Les dissipations énormes qui suivirent la perte de Henri IV, les troubles de la minorité de Louis XIII, les agitations dans lesquelles son règne se passa, les guerres étrangères et intestines qu’il eut presque toujours à soutenir, ne lui permirent pas de mettre dans ses revenus l’ordre qui aurait été à désirer, ni à plus forte raison de s’occuper de la confection des grandes routes.

La minorité de Louis XIV fut encore plus orageuse, la déprédation plus terrible que jamais, et il fut impossible de rien faire de bien jusqu’au moment où ce monarque, ayant pris tout à fait les rênes du gouvernement, préposa M. Colbert à l’administration des finances.

Alors le royaume sembla prendre un nouvel être. Ce ministre créa des brandies de commerce qui avaient été inconnues jusqu’à son temps ; il établit des manufactures dans l’intérieur du royaume ; les forces maritimes qu’il procura à son maître protégèrent et étendirent le commerce.

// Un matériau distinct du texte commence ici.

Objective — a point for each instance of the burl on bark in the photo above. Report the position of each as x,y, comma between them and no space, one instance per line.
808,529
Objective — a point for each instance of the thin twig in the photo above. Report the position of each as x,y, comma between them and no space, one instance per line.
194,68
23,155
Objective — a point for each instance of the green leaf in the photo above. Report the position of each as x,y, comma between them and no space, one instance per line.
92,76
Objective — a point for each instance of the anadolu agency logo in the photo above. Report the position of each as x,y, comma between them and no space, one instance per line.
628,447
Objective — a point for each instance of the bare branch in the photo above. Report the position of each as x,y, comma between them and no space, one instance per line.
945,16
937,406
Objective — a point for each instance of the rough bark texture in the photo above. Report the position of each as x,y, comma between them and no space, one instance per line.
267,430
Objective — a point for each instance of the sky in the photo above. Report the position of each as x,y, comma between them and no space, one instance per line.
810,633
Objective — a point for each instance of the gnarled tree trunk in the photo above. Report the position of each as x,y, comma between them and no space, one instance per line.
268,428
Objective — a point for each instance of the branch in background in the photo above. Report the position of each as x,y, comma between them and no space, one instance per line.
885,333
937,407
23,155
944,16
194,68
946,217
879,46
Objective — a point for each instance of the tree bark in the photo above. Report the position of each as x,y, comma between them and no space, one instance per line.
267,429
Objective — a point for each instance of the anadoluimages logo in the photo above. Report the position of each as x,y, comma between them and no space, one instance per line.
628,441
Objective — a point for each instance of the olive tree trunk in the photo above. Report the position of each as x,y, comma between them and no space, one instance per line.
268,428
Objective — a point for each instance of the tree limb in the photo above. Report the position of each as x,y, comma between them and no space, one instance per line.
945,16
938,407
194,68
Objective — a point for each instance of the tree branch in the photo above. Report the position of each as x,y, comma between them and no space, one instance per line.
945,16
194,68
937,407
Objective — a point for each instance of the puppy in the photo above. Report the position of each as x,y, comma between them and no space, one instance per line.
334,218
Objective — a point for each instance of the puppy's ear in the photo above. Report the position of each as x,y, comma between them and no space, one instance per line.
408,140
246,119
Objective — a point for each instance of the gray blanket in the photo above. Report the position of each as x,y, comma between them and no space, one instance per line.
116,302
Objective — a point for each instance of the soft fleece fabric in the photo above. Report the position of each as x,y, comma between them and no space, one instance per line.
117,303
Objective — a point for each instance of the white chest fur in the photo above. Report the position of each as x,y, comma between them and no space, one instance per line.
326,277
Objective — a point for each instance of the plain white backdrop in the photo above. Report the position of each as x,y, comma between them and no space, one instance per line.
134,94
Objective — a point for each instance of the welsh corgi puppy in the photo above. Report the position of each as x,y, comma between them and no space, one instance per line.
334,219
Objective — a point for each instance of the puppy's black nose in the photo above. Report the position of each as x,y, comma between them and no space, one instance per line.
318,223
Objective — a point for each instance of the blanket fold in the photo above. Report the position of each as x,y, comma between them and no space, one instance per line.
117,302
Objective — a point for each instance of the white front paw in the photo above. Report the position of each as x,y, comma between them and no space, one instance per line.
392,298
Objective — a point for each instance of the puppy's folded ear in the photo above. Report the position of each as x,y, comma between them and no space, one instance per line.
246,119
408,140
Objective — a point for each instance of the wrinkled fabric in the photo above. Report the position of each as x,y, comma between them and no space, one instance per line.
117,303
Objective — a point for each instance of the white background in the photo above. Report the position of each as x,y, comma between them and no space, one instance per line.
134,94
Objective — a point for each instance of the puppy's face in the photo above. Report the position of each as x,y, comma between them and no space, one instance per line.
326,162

Sous cette administration, le royaume de France acquit de nouvelles forces. Le ministre habile qui veillait sur tout, et à la vigilance duquel rien n’échappait, fit valoir toutes les ressources dont il était susceptible ; il affermit tellement la constitution de l’État, que les malheurs mêmes qui suivirent les victoires de Louis XIV n’ont pu l’anéantir, malgré la multiplicité des charges que les différentes guerres qu’il eut à soutenir le forcèrent d’imposer à ses peuples. On reconnut plus que jamais l’utilité et même la nécessité des grandes routes ; mais les travaux ne furent pas poussés aussi vivement qu’il eût été à souhaiter, faute de fonds suffisants.

La minorité de Louis XV a été assez tranquille, et malgré les guerres que ce monarque eut dans la suite à soutenir, les revenus de l’État ont été encore augmentés considérablement. Le commerce a souffert quelques altérations ; mais il n’en a pas moins continué d’être fort étendu. Les manufactures se sont multipliées, et malgré l’insuffisance actuelle des revenus du roi, occasionnée par des emprunts immenses et par des emplois peut-être mal appliqués et mal réfléchis, l’on ne peut disconvenir que le royaume est riche et a encore de grandes ressources.

C’est, à la vérité, sous le règne de Louis XV que les travaux pour la confection des grandes routes ont été poussés avec la plus grande vigueur et se sont le plus perfectionnés. Je crois que l’on est redevable de cet avantage aux rares talents de M. Trudaine le père. C’est lui qui a réglé par une sage économie la meilleure destination des fonds prélevés dans toutes les généralités pour l’entretien des ponts et chaussés et des turcies ; c’est lui qui a formé un corps d’ingénieurs destinés à dresser les plans, à tracer les chemins, à veiller aux ouvrages ; qui a établi et excité entre eux une émulation salutaire, et qui leur a assuré un salaire honnête et même des récompenses et des retraites, lorsque l’âge et les infirmités ne leur permettent plus de travailler.

Mais comme les fonds destinés à la construction et à l’entretien des ponts et chaussées ne pouvaient être suffisants pour la confection des grandes routes, l’on a été forcé de recourir aux corvées et de faire faire ces travaux par ceux des gens de la campagne qui sont imposés à la taille.

Réponse de Turgot. — 1o Ce n’est pas M. Trudaine[1] qui a intro-

  1. Voyez, tome I. page 353, la note qui concerne cet habile administrateur.